Gilberte · 23/12/2012 18:58

"Kind of like all out focusing on one thing at a time and not being able to just put it down and finish it later even if she wanted to"

Maybe there is an obsessive side to her nature (I have one myself, made worse when under stress) but it may be an attempt to regain a little control in an environment in which she feels she has little control.

Does she say "I would like to come on this walk but I must get this wrapping paper tidied up first" or are you just assuming she needs to finish the task.

Is she obsessive about anything else (hobbies etc)?

MushroomSoup · 23/12/2012 19:07

You could always put your head round the door and say "we're going out on our walk. We're happy to wait for you if you'd like to come, or would you prefer to stay here?" Then she's fully included but its no big deal either way.

ladyWordy · 23/12/2012 19:12

I think amillionyears might be onto something.

Introversion isn't the same as inflexibility, or however you want to term this compulsion to complete something, however trivial, before starting the next thing.

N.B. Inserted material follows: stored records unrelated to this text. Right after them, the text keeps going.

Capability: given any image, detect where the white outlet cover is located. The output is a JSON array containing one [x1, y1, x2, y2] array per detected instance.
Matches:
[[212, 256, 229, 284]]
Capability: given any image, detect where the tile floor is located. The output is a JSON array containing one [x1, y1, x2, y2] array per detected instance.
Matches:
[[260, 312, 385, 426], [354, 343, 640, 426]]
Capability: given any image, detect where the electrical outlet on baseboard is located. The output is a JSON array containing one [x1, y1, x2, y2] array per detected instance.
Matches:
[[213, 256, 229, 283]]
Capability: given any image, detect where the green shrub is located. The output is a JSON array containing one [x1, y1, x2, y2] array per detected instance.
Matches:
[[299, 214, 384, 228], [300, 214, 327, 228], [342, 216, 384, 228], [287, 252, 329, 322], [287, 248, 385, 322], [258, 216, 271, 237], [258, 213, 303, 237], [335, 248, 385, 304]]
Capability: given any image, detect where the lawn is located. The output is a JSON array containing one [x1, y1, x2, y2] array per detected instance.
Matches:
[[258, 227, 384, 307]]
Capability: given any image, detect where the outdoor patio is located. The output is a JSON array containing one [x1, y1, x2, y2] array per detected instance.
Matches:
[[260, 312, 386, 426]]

There is an element of fixation there (an observation, not a criticism).

ladyWordy · 23/12/2012 19:19

... And it doesn't sound intentional at all, just part of her make-up. If she is a 'fixator ' it's probably kindest to let her do her own thing, and fit in as she can, without pressure. And not to take it personally, which you haven't anyway Xmas Smile
Just expect her to do her thing, shrug, and enjoy your day.